Prof. Ferdinand Kovarik,

1160 Wien

Planloses Agieren
und Wählerschwund

Was macht die SPÖ? Sie kritisiert, ist immer negativ. Ist das der Weg aus der Krise? Die Wähler sind davongelaufen. Wieso? Weil die Partei planlos ist und keine Visionen für die Zukunft hat. Die Arbeiter und die kleinen Leute fühlen sich nicht mehr vertreten. Die SPÖ sollte zurück zu den Wurzeln.

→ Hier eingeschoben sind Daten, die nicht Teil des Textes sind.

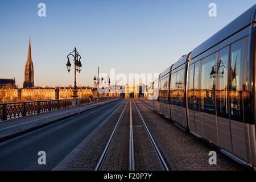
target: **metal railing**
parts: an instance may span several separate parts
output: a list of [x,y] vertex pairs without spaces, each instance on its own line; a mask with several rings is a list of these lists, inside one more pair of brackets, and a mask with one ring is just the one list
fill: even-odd
[[[117,98],[117,97],[79,98],[79,105],[83,105]],[[72,99],[0,103],[0,121],[21,118],[36,114],[67,109],[72,107]]]

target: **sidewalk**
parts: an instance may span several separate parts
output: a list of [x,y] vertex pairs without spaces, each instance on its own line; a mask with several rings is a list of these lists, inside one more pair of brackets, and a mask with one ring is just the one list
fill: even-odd
[[118,99],[110,100],[77,107],[37,114],[27,117],[0,122],[0,142],[51,125],[117,100]]

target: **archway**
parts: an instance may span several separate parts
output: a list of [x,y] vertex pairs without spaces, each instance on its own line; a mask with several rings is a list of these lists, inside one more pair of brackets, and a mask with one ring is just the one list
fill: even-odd
[[134,98],[134,92],[133,91],[130,92],[130,98]]

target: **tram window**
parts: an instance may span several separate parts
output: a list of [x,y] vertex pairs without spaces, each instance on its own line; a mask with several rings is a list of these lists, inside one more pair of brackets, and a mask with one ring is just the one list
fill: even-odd
[[164,103],[168,103],[169,98],[169,75],[164,78]]
[[195,76],[194,76],[194,99],[195,106],[194,109],[196,111],[199,111],[199,71],[200,69],[200,61],[197,61],[195,65]]
[[243,40],[231,46],[229,98],[230,119],[242,121],[242,68]]
[[253,87],[251,78],[253,77],[251,63],[250,59],[247,57],[248,53],[248,37],[245,39],[243,73],[243,112],[245,116],[245,122],[253,124]]
[[217,84],[216,87],[217,115],[229,118],[228,113],[228,71],[229,46],[220,51],[217,66]]
[[162,80],[159,80],[159,101],[160,102],[162,102],[163,99],[163,89],[162,89]]
[[201,73],[201,110],[215,114],[216,53],[202,60]]
[[169,76],[160,78],[159,84],[159,102],[168,103],[169,93]]
[[177,80],[176,81],[177,88],[177,96],[176,97],[176,105],[183,107],[184,104],[184,69],[177,72]]
[[189,65],[188,71],[188,109],[194,109],[193,102],[193,81],[194,81],[194,67],[195,64]]
[[177,97],[177,88],[176,81],[177,80],[177,72],[172,73],[171,77],[170,98],[171,104],[176,105],[176,97]]

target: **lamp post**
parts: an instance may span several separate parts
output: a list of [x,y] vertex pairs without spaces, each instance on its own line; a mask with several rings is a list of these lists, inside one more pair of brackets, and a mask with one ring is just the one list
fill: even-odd
[[67,58],[68,58],[68,61],[66,64],[67,69],[68,72],[70,72],[70,69],[71,67],[71,64],[69,61],[69,57],[73,57],[73,60],[74,61],[75,64],[75,81],[74,81],[74,90],[73,91],[73,102],[72,106],[73,107],[76,107],[79,105],[79,103],[77,100],[77,86],[76,85],[76,72],[79,72],[79,73],[81,72],[82,69],[82,64],[81,63],[81,56],[79,55],[79,53],[77,51],[76,48],[75,48],[74,51],[71,52],[67,56]]
[[117,97],[117,83],[115,84],[115,97]]
[[[103,78],[101,77],[101,80],[103,80]],[[98,67],[98,77],[96,78],[96,76],[94,75],[94,77],[93,78],[93,81],[94,82],[94,85],[97,85],[97,95],[98,97],[98,101],[100,101],[100,93],[98,92],[98,90],[100,88],[100,83],[101,81],[101,79],[100,79],[100,67]]]
[[109,97],[109,93],[110,92],[110,78],[109,78],[109,76],[108,75],[108,97]]

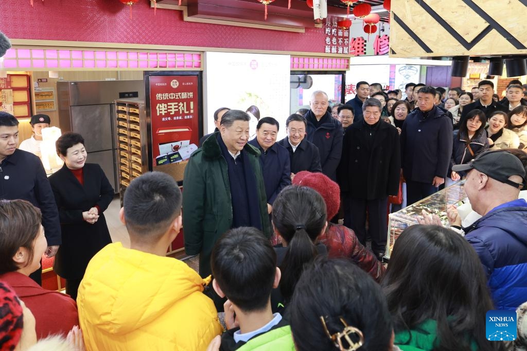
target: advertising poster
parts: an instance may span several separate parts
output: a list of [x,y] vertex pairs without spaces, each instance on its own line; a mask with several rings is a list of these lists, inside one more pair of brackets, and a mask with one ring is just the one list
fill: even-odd
[[188,160],[198,149],[196,75],[151,75],[152,164]]
[[[290,56],[207,52],[206,57],[203,133],[214,130],[214,111],[228,107],[243,111],[250,109],[260,118],[274,117],[280,123],[278,137],[283,138],[285,121],[290,114]],[[256,122],[251,118],[251,139],[256,133]]]

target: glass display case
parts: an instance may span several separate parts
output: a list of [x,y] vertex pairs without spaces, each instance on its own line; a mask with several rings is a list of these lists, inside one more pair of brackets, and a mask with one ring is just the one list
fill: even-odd
[[390,213],[388,216],[388,239],[385,259],[389,259],[394,243],[403,231],[410,226],[417,224],[417,218],[422,216],[423,210],[437,214],[444,225],[448,225],[446,207],[449,204],[461,204],[466,199],[464,184],[465,181],[462,180],[400,211]]

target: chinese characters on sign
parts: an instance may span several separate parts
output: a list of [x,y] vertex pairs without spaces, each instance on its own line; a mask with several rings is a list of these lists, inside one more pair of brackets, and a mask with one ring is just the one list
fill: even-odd
[[151,75],[150,86],[153,163],[186,159],[198,144],[198,76]]
[[374,55],[386,55],[389,49],[389,44],[390,37],[386,34],[376,35],[373,41],[367,41],[362,36],[351,38],[349,53],[355,56],[363,55],[366,54],[368,47],[373,47]]
[[349,31],[337,26],[337,22],[328,21],[324,27],[326,54],[348,54],[349,52]]

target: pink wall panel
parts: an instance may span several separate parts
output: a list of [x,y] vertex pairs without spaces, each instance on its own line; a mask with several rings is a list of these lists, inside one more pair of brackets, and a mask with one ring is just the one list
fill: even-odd
[[148,0],[133,6],[132,19],[118,0],[34,1],[34,7],[30,0],[0,1],[0,31],[16,39],[324,52],[323,28],[297,33],[186,22],[181,11],[154,15]]

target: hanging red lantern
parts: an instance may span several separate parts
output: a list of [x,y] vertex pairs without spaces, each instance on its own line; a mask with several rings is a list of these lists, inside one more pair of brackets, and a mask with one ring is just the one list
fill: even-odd
[[119,0],[125,5],[128,5],[130,7],[130,18],[132,18],[132,5],[139,1],[139,0]]
[[352,26],[352,20],[349,18],[337,21],[337,26],[343,30],[349,29]]
[[265,20],[267,21],[267,5],[275,1],[275,0],[258,0],[258,1],[265,6]]
[[392,8],[392,0],[384,0],[384,2],[383,3],[383,7],[387,11],[389,11],[390,9]]
[[372,12],[372,6],[368,4],[359,4],[353,7],[353,15],[357,18],[364,18]]
[[348,16],[349,16],[349,5],[354,3],[356,3],[359,0],[340,0],[340,2],[348,6]]
[[376,13],[370,13],[363,20],[366,24],[376,24],[380,21],[380,17]]

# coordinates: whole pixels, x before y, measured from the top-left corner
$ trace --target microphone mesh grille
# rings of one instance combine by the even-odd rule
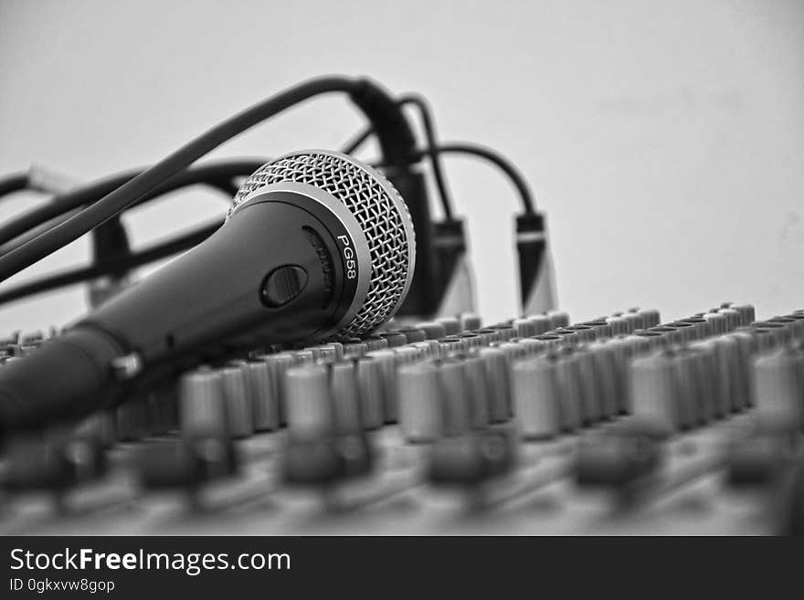
[[[328,192],[363,229],[371,257],[368,293],[336,337],[369,333],[393,316],[413,277],[416,239],[407,205],[393,184],[371,167],[344,154],[311,151],[280,157],[258,169],[240,186],[230,212],[255,190],[284,182]]]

Die Ungerechtigkeit gegenüber der Arbeiterschaft steigt, die Ausbeutung nimmt zu. Nur mit einer gebildeten Arbeiterschaft kann man gegen die Ungerechtigkeit ankämpfen.

Helmut Spitzbart,

per E-Mail

Herzensbildung und Regierungsbildung

Die Wähler/innen brauchen viel mehr Bildung. EU-weit und weltweit. Alle Parlamentarier/innen und alle Regierenden brauchen viel mehr Bildung. Wir alle brauchen viel mehr Bildung, damit wir eine gute, humane, solidarische, friedliche, mit der Natur in Einklang stehende Gesellschaft und Welt entwickeln können. Zugleich muss eine empathische Herzensbildung von klein auf das Fundament für all die intellektuellen, kognitiven, analytischen und demokratischen Entwicklungsprozesse sein.

Die Menschheit braucht einen evolutionären Sprung nach vorne. Sonst holt uns der buchstäbliche Teufel. Die Primitivheit, die Gier, die Kriege, der Waffenwahnsinn, der Fremdenhass, die verblendete und egomanische Machthaberei, all die kurzsichtigen wahltaktischen Dauermanöver müssen beendet werden.

Fritz Baumgartner,

4222 St. Georgen/Gusen

Zum Kommentar von Eva Stanzl, 23. Mai

Mit der Nasa
unterwegs zum Mars

Eva Stanzls Ausführungen weiterdenkend, komme ich zu dem Schluss, dass die erwähnte Mars-Gegend bereits zweimal von Erdlingen besucht worden sein muss. Diese Erkenntnis ziehe ich aus den im Kommentar genannten marsianischen Flurnamen:

Erstens dürften bereits zur Zeit des antiken Rom Menschen auf dem Syrtis-Major-Plateau gelandet sein; zeitgenössische Libyer hätten für diesen nach einer Meeresbucht vor ihrer Küste benannten Landstrich wohl nicht den lateinischen Namen gewählt.

Zweitens tippe ich auf eine erneute irdische Landung durch slowenische Skiflieger. Diese müssen dann wohl festgestellt haben, dass es sich bei jenem Krater um das mittlerweile ausgetrocknete Bett eines Sees handelt, und ihn dementsprechend Jezero-Krater benannt haben.

Oder aber, drittens, die fünfköpfige marsianische Besatzung besagter Untertasse besteht aus langlebigen Bewohnern besagter Urbs sowie aus Athleten aus besagtem Nachbarland.